The Communist Party of China has now reinstated access to the iTunes Store, including the ability to preview and download the controversial Songs for Tibet.
The pro-Tibetan album, which features songs from Sting, Damien Rice, and Alanis Morissette, initially prompted the block.
A pair of sources within China initially pointed Digital Music News to the iTunes Store reinstatement shortly after noon (US Pacific Time) on Monday, though the Tibet album still appeared blocked. The Register and San Francisco Chronicle relayed similar information, though sources late Tuesday and early this morning noted that Songs for Tibet had become available. That includes one source within China that found the album visible and successfully previewed tracks, and another that successfully downloaded the album from Beijing using a British account.
The government of China has not acknowledged the original ban, though the shutdown closely followed statements by the Tibet-friendly Art of Peace Foundation. The producing group boasted that several Olympic athletes had downloaded the album, a group that may have included Chinese competitors.
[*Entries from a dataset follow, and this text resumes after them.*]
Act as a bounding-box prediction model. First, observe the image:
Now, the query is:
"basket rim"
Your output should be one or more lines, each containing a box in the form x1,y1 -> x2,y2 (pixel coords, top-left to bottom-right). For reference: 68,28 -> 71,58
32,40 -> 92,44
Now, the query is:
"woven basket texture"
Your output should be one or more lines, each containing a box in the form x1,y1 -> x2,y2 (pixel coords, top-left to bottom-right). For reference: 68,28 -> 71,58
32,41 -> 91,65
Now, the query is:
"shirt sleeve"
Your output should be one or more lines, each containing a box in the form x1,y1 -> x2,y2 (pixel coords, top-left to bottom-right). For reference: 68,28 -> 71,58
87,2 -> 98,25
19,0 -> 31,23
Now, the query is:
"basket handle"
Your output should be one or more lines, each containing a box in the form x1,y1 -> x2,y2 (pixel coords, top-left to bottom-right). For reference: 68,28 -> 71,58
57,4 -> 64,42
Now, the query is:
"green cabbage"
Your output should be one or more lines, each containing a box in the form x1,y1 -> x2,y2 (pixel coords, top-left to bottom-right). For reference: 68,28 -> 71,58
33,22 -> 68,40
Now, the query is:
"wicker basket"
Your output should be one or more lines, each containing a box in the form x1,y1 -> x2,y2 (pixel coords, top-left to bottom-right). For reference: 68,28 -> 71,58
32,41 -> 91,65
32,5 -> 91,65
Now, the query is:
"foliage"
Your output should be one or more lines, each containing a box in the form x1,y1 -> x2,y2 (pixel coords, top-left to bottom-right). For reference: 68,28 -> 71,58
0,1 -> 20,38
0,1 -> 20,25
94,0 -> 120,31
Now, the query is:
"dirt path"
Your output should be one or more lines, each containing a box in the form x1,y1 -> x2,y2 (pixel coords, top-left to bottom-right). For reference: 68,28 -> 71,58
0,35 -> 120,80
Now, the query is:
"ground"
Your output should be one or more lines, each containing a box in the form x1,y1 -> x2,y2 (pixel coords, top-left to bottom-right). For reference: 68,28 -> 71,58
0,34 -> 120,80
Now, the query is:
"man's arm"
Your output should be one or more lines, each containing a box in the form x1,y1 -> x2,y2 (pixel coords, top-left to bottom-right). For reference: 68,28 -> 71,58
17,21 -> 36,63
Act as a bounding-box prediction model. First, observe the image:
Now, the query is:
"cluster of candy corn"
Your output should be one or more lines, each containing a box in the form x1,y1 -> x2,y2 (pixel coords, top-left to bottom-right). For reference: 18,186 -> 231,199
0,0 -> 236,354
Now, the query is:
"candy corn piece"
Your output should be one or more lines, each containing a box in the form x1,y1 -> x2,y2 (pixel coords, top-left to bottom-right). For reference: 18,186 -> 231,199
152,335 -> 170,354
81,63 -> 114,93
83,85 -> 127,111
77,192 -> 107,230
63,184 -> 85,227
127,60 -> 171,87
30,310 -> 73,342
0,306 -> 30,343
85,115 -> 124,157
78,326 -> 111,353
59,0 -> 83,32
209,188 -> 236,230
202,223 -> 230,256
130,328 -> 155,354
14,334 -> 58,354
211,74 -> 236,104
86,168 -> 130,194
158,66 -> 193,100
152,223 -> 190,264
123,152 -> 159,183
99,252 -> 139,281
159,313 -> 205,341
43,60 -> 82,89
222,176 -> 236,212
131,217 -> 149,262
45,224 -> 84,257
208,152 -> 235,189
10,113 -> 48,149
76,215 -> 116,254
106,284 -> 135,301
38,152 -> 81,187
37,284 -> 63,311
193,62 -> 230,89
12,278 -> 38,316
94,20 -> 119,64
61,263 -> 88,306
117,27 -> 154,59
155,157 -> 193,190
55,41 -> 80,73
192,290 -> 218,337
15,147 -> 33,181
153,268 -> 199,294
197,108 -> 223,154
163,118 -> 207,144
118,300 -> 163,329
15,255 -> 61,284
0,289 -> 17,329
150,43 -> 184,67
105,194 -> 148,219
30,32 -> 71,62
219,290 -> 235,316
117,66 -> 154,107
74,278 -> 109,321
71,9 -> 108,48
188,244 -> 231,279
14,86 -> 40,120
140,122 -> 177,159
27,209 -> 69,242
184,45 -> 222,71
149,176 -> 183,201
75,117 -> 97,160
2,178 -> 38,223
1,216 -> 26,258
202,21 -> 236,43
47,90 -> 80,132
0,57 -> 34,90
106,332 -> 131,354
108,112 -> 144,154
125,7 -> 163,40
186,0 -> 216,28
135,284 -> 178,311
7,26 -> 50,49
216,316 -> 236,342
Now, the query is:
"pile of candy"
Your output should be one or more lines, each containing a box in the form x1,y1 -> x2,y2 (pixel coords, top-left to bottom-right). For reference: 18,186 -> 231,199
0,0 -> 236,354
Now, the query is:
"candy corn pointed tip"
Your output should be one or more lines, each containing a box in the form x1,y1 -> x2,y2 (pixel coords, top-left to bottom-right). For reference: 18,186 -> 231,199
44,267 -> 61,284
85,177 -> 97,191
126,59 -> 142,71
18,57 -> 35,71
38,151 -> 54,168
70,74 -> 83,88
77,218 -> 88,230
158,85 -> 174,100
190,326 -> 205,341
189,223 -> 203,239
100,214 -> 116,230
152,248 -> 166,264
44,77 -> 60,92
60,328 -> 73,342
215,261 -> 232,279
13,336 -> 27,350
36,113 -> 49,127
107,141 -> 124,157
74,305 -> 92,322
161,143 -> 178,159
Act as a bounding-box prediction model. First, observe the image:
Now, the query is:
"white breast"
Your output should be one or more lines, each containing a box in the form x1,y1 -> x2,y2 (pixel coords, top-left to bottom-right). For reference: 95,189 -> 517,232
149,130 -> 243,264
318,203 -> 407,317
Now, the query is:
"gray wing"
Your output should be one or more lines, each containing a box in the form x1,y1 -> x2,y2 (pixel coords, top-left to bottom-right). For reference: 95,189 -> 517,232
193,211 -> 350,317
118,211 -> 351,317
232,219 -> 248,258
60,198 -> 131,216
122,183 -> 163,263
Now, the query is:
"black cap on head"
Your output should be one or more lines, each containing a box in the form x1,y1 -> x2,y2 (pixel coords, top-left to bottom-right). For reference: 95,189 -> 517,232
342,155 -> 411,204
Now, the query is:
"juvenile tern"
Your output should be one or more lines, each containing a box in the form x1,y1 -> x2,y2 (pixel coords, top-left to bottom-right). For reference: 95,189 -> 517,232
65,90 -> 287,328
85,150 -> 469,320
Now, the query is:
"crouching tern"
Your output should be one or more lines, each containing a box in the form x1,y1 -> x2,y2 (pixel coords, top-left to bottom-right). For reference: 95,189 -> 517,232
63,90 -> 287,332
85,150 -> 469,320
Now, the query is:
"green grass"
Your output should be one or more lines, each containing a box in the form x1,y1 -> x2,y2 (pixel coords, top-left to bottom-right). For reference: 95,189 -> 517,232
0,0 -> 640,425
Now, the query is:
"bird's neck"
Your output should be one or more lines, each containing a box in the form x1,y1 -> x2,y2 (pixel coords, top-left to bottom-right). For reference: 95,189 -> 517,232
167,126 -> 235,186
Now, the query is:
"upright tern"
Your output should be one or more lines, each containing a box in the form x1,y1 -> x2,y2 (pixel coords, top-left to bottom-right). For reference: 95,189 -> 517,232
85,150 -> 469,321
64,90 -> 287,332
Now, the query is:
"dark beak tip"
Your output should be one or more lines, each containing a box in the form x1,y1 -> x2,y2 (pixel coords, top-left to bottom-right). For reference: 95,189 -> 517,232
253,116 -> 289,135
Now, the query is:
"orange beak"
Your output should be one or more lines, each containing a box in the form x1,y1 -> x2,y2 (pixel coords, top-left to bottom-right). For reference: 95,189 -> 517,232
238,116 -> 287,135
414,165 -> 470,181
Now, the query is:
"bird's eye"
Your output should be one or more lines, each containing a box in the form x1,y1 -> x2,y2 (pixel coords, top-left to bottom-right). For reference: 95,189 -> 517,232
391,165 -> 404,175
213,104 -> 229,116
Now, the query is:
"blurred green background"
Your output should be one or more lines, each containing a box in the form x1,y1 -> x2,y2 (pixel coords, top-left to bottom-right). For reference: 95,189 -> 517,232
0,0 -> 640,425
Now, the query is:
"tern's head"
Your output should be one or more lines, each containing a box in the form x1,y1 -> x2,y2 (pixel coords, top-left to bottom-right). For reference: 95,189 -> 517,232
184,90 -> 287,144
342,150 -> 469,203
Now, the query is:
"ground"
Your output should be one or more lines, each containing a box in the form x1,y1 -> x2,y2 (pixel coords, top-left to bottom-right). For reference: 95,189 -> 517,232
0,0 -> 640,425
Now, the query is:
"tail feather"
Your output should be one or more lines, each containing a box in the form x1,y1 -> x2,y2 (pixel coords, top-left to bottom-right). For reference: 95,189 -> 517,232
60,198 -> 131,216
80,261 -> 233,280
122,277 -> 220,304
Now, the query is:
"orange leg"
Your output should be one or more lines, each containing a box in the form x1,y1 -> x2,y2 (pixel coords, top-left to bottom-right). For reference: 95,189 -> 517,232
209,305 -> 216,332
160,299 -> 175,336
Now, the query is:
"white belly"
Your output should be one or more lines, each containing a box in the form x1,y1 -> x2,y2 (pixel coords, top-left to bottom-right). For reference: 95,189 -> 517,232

The media backlash against the ban could have prompted the reinstatement, though the original block may leave an aftertaste. “While I respect the cultural differences that exist between countries, I think it is unfortunate when the basic, inalienable human right of free speech is restricted by anyone, anywhere,” expressed INgrooves chief Robb McDaniels to Digital Music News. The San Francisco-based company is the digital distributor of the project.